I hate poetry readings.

There. I said it. It’s really hard for an English professor to own up to this, but I have attended at least a hundred poetry readings in my life, and few of them made me want to do something other than throw myself under a bus.

Here’s my problem with poetry readings. I teach a class called The Oral Tradition. In this class, we read The Iliad, The Odyssey, and Beowulf. We study methods of oral composition and storytelling, and I, along with my students, am always fascinated with how oral storytellers performed their work. Storytellers didn’t memorize the whole of The Iliad; they couldn’t. So they memorized stock phrases and names and retold the story as they remembered the basic plot elements. And they didn’t just tell the story: they PERFORMED it because they were essentially composing on the spot! In hexameter! Now that’s talent!

Today’s poetry readings focus on that: reading. Performance is not often part of the occasion. Instead, I silently die inside as I listen to someone labor over each precious word, pausing from that affected, pretentious reading voice that makes me want to hold the poet down and tell her ugly things about the world.

I honestly believe I would react the same if Shakespeare himself were just reading his sonnets. It’s poetry in performance (read: As You Like It or Taming of the Shrew) that really melts my butter.

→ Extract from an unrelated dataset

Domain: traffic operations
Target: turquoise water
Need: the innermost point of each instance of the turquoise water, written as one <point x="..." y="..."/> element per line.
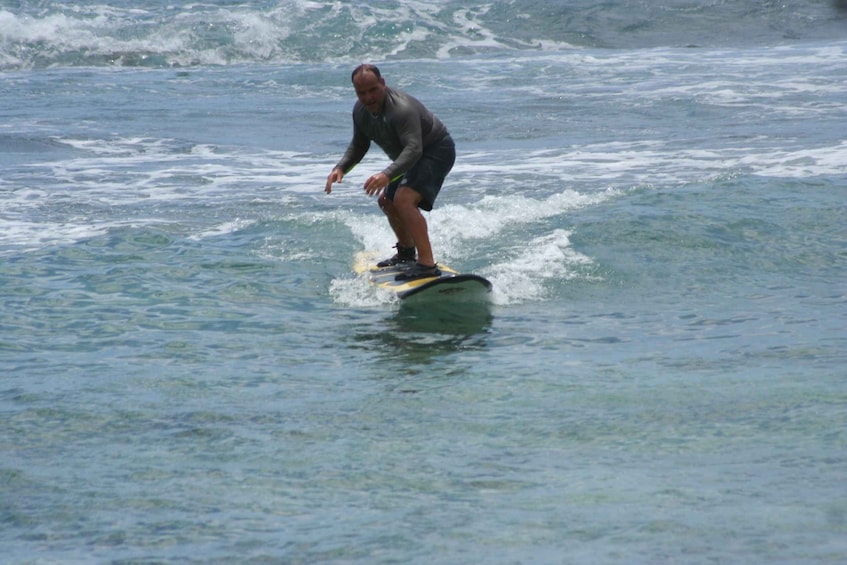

And of course, that’s the irony of all this. My bread is literally buttered by the study of poetry. My B.A. and M.A. theses focused on poetry as did my dissertation. I love teaching students how to scan a line of poetry, unearthing its meter, and how to recognize alliteration, assonance, consonance, and all those great sound devices that can make words sing.

And the thing is, I really love reading poetry. I like seeing how a line breaks, where white space infiltrates stanzas, how a slant rhyme performs on the page. I like reading a line out loud to myself over and over so I can roll its sounds around on my tongue. I have read Wordsworth’s “Tintern Abbey” aloud to myself dozens of times and cried each time, thinking about misspent youth. In my head, I recite parts of Maya Angelou’s “I Know Why the Caged Bird Sings” while I wait in line at the grocery store (though not so much on the day I got fired).

And I can see the value of poetry readings in the university setting. Our students spend a considerable amount of time composing poetry manuscripts for their senior theses, and they should have an outlet for sharing their work.

But I still hate poetry readings.

So how do I plan to use this revelation in this year of being honest?

I plan to say “No thank you,” the next time I’m invited to a poetry reading. There’s no reason to be rude to the inviter, but I’m also not going to be held hostage by poets anymore. 

That’s a really funny image, isn’t it? Being held hostage by poets. Yet the power poets have had over me is tremendous. Not anymore. Like Plato, I’m expelling poets from my republic. Well, at least from the part of my republic that is reserved for activities that don’t make me want to rip the ears off my head.

1 comment:

  1. Fantastic column, Bethany! I hate poetry readings, too (while also loving poetry)...mostly because of how so many poets read their poems "blah bllllaahh blah bllllaahhh blah blah blah blllllllllllaaaahh"with that excruciating intonation of words in a monotone kind of voice.
    PS sorry you got fired. the bastards.